Bild: Erik "Ete" Zabel (r.) mit zwei Angehörigen der sogenannten "Schultheiss-…
BERLIN taz | Die Lage ist ein wenig unübersichtlich und bietet eine Menge
Raum für unterschiedliche Interpretationen. Für Heinz Seesing, Chef des
Berliner Sechstagerennens, ist aber alles ziemlich eindeutig.
Wenn am Donnerstagabend in der nunmehr 103-jährigen Historie der
Veranstaltung erstmals offiziell Frauen an den Start gehen, dann ist das
für ihn nichts Geringeres als "eine Sensation, eine Deutschlandpremiere,
wohl auch eine Europapremiere. Und ich denke, weltweit hat es das so auch
noch nie gegeben."
Charlotte Becker sieht die Sache ein wenig anders. Die 28-jährige
Bahnradfahrerin erinnert sich durchaus an Versuche, Frauen als
Sportlerinnen beim Sechstagerennen zu etablieren. In Stuttgart vor acht
Jahren zum Beispiel oder immer mal wieder in den Niederlanden.
"In den deutschen Hallen wurde das schnell wieder eingestellt", erklärt die
aussichtsreiche Olympiakandidatin für London 2012. Becker hat sich seit
Jahren unerlässlich für die Startchancen von Frauen bei Sechstagerennen
eingesetzt. Und sie ist auch deswegen besonders stolz, dass sie in Berlin
ihre Runden drehen darf.
"Ladys Cup" ist der sicher nicht ganz glücklich gewählte Titel des
Wettkampfs. Doch warum kommt er eigentlich erst jetzt? "Die Frage stellen
wir uns allerdings auch. Und ich sage mal ehrlich, wir haben bis heute
keine Antwort darauf gefunden", sagt Heinz Seesing ein wenig ratlos. "Uns
fiel es einfach nie ein, Frauen einzuladen. Es hat sich aber auch keiner
darüber beschwert in all den Jahren."
## Attraktive Staffage im Rahmenprogramm
Kein Wunder. In den bierseligen Velodroms dieses Landes war die den Frauen
zugewiesene Rolle immer eindeutig definiert. Frauen traten bei
Sechstagerennen nie als Sportlerinnen in Erscheinung sondern immer nur als
attraktive Staffage im stimmungsvollen Rahmenprogramm. Zum Auftakt des
sechs Tage lang währenden Dauerspaßes hatten sie lediglich den Startschuss
abzugeben und dabei eine gute Figur zu machen.

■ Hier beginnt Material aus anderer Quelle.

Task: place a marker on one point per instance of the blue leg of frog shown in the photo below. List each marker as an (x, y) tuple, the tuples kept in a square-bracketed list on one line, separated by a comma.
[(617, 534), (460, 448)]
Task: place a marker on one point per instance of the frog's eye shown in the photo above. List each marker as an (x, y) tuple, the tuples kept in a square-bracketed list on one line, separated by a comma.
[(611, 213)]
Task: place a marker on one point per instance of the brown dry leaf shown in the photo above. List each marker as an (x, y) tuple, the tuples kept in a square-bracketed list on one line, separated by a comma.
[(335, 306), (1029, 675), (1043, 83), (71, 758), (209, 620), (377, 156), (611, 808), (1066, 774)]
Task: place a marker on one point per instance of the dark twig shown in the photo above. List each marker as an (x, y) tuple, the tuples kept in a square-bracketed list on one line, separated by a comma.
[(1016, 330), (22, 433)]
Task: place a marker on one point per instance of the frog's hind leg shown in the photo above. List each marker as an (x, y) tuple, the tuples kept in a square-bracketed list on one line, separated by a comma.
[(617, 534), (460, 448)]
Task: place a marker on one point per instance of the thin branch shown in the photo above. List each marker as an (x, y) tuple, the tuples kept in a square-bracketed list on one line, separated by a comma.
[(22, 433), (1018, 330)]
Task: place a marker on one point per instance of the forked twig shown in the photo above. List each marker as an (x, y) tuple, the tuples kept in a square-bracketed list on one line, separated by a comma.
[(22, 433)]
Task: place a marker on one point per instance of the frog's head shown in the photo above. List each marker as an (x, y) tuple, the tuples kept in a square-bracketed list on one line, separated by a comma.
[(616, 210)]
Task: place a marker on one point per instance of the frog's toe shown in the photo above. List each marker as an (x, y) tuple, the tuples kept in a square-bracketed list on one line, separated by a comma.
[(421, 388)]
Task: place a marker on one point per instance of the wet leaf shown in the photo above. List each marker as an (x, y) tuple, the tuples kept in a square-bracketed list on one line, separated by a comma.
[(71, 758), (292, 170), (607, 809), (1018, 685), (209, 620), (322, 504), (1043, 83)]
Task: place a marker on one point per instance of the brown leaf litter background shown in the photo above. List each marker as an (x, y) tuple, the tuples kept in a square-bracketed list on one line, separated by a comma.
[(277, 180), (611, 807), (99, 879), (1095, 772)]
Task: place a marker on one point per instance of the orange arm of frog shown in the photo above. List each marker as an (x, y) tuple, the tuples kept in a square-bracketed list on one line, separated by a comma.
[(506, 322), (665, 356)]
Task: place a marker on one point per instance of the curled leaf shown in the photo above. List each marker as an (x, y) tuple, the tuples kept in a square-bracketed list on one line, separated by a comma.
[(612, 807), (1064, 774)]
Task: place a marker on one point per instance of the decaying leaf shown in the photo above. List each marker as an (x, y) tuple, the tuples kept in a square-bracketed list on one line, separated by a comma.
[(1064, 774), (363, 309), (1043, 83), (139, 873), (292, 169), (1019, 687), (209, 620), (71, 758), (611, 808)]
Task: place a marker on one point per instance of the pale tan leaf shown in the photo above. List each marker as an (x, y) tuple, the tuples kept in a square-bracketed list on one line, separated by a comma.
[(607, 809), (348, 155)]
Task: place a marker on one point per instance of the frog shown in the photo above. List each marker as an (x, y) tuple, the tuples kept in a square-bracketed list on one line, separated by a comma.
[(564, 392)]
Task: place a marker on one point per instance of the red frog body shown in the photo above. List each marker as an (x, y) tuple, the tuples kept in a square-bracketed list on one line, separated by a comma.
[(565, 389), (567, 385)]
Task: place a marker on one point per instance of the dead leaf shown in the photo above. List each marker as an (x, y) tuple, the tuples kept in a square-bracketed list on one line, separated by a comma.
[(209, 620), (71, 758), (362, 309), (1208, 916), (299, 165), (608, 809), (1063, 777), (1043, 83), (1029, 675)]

Barbara Valentin, Milva, Franziska von Almsick, Barbara Schöneberger und
diverse B-Starlets haben sich in diese Liste der "Revolvergirls"
eingetragen. "Legendär" und für viele beschwingte Männer bis heute
unvergessen sind zudem die Oben-ohne-Auftritte einer Frauenband bei den
Sechstagerennen von München in den wilden siebziger Jahren. In Dortmund,
Bremen oder Stuttgart ging es kaum anders zu.
"Das wir nun im Jahr 2012 zum ersten Mal aktiv als Sportlerinnen am
Sechstagerennen teilnehmen dürfen, ist ein echter Fortschritt. Das haben
wir uns verdient und erkämpft", erklärt Charlotte Becker. Sie ist eine von
zwölf Frauen, die im Hauptstadt-Velodrom ihre Runden drehen werden, und hat
sich viel vorgenommen.
Vor allem will sie dem Publikum demonstrieren, "wie ernsthaft, engagiert
und athletisch wir diesen Sport betreiben", so Becker. Ein wenig aber
fürchtet sie sich schon vor dem Teil des Publikums, "das sich weniger für
den Sport als für unsere Hintern interessieren wird. Aber das kalkuliere
ich ein", sagt Becker selbstbewusst.
## Vizepräsident begrüßt die Frauen
"Wir begrüßen es, dass auch die Frauen ein Betätigungsfeld im Rahmen des
Berliner Sechstagerennens bekommen, denn ihre Präsenz in diesen
Bahndisziplinen ist sowohl bei Weltmeisterschaften als auch bei Olympischen
Spielen schon längst Normalität", erklärt ein wenig sperrig der
Vizepräsident des Bundes Deutscher Radfahrer, Udo Sprenger.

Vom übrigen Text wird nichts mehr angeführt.